Dobran Mauro, Nasi Davide, Brunozzi Denise, di Somma Lucia, Gladi Maurizio, Iacoangeli Maurizio, Scerrati Massimo
Department of Neurosurgery, Umberto I General Hospital, Università Politecnica delle Marche, Via Conca #71, Ancona, 60020, Italy.
Acta Neurochir (Wien). 2016 Oct;158(10):1883-9. doi: 10.1007/s00701-016-2907-0. Epub 2016 Aug 19.
The surgical management of thoracolumbar burst fractures frequently involves posterior pedicle screw fixation. However, the application of short- or long-segment instrumentation is still controversial. The aim of this study was to compare the outcome of the short-segment fixation with inclusion of the fracture level (SSFIFL) versus the traditional long-segment fixation (LSF) for the treatment of unstable thoracolumbar junction fractures.

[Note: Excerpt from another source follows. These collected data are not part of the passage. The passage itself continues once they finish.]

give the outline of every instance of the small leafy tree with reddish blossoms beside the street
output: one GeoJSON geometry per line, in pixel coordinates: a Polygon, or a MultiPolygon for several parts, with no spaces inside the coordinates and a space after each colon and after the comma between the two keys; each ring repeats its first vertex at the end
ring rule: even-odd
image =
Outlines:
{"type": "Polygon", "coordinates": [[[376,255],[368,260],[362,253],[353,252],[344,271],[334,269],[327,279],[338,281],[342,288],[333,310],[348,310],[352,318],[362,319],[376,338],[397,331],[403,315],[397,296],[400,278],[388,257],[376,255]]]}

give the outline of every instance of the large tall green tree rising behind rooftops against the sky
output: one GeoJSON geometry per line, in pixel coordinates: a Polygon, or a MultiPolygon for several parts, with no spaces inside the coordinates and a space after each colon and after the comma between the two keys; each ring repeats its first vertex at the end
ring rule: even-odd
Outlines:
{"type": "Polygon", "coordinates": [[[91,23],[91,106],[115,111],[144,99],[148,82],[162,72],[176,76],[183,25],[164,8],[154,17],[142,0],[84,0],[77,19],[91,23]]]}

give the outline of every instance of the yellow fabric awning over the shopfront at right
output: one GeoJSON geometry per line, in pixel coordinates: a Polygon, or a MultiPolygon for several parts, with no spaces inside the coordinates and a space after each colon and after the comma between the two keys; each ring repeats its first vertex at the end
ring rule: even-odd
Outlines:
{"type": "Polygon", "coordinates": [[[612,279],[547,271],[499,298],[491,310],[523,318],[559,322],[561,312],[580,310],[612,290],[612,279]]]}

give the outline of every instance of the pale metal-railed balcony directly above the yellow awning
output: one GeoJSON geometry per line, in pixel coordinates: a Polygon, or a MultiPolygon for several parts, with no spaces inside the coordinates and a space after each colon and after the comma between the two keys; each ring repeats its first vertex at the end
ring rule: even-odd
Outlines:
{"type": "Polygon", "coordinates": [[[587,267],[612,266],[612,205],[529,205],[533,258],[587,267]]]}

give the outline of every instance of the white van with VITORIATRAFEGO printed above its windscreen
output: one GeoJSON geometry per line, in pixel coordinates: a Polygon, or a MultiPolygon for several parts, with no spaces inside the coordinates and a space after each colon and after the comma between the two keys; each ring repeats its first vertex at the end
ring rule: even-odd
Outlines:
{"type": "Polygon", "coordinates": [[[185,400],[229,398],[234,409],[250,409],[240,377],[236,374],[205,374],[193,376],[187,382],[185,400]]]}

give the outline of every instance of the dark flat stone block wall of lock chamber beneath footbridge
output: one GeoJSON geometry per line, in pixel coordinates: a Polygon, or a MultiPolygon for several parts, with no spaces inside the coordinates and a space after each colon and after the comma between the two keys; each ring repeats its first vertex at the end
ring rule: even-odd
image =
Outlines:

From December 2009 to February 2014, 60 patients with unstable thoracolumbar junction fractures (T11-L2) were divided into two groups according to the number of instrumented levels. Group 1 included 30 patients treated by SSFIFL (six-screw construct including the fracture level). Group 2 included 30 patients treated by LSF (eight-screw construct excluding the fracture level). Local kyphosis angle (LKA), anterior body height (ABH), posterior body height (PBH), ABH/PBH ratio of fractured vertebra, and Asia Scale Impairment Scale were evaluated.
The two groups were similar in regard to age, sex, trauma etiology, fracture level, fracture type, neurologic status, pre-operative LKA, ABH, PBH, and ABH/PBH ratio and follow-up (p > 0.05). Reduction of post-traumatic kyphosis (assessed with LKA) and restoration of fracture-induced wedge shape of the vertebral body (assessed with ABH, PBH, and ABH/PBH ratio) at post-operative period were not significantly different between group 1 and group 2 (p = 0.234; p = 0.754). There was no significant difference between the two groups in term of correction loss at the last follow-up too (LKA was 15.97° ± 5.62° for SSFIFL and 17.76° ± 11.22° for LSF [p = 0.427]). Neurological outcome was similar in both groups.
Inclusion of fracture level in a short-segment fixation for a thoracolumbar junction fractures results in a kyphosis correction and in a maintenance of the sagittal alignment similar to a long-segment instrumentation. Finally, this technique allowed us to save two or more segments of vertebral motion.
胸腰椎爆裂骨折的手术治疗通常涉及后路椎弓根螺钉固定。然而,短节段或长节段内固定的应用仍存在争议。本研究的目的是比较包含骨折节段的短节段固定(SSFIFL)与传统长节段固定(LSF)治疗不稳定胸腰段交界性骨折的疗效。
2009年12月至2014年2月,60例不稳定胸腰段交界性骨折(T11-L2)患者根据固定节段数量分为两组。第1组包括30例接受SSFIFL治疗的患者(包括骨折节段的六螺钉结构)。第2组包括30例接受LSF治疗的患者(不包括骨折节段的八螺钉结构)。评估局部后凸角(LKA)、椎体前缘高度(ABH)、椎体后缘高度(PBH)、骨折椎体的ABH/PBH比值以及亚洲脊髓损伤量表。
两组在年龄、性别、创伤病因、骨折节段、骨折类型、神经功能状态、术前LKA、ABH、PBH、ABH/PBH比值及随访时间方面相似(p>0.05)。术后第1组和第2组创伤后后凸的矫正(用LKA评估)以及骨折导致的椎体楔形形态的恢复(用ABH、PBH和ABH/PBH比值评估)无显著差异(p = 0.234;p = 0.754)。两组在末次随访时的矫正丢失方面也无显著差异(SSFIFL的LKA为15.97°±5.62°,LSF的LKA为17.76°±11.22°[p = 0.427])。两组的神经功能结果相似。
在胸腰段交界性骨折的短节段固定中包含骨折节段,可实现与长节段内固定相似的后凸矫正和矢状面排列维持。最后,该技术使我们能够保留两个或更多节段的椎体活动。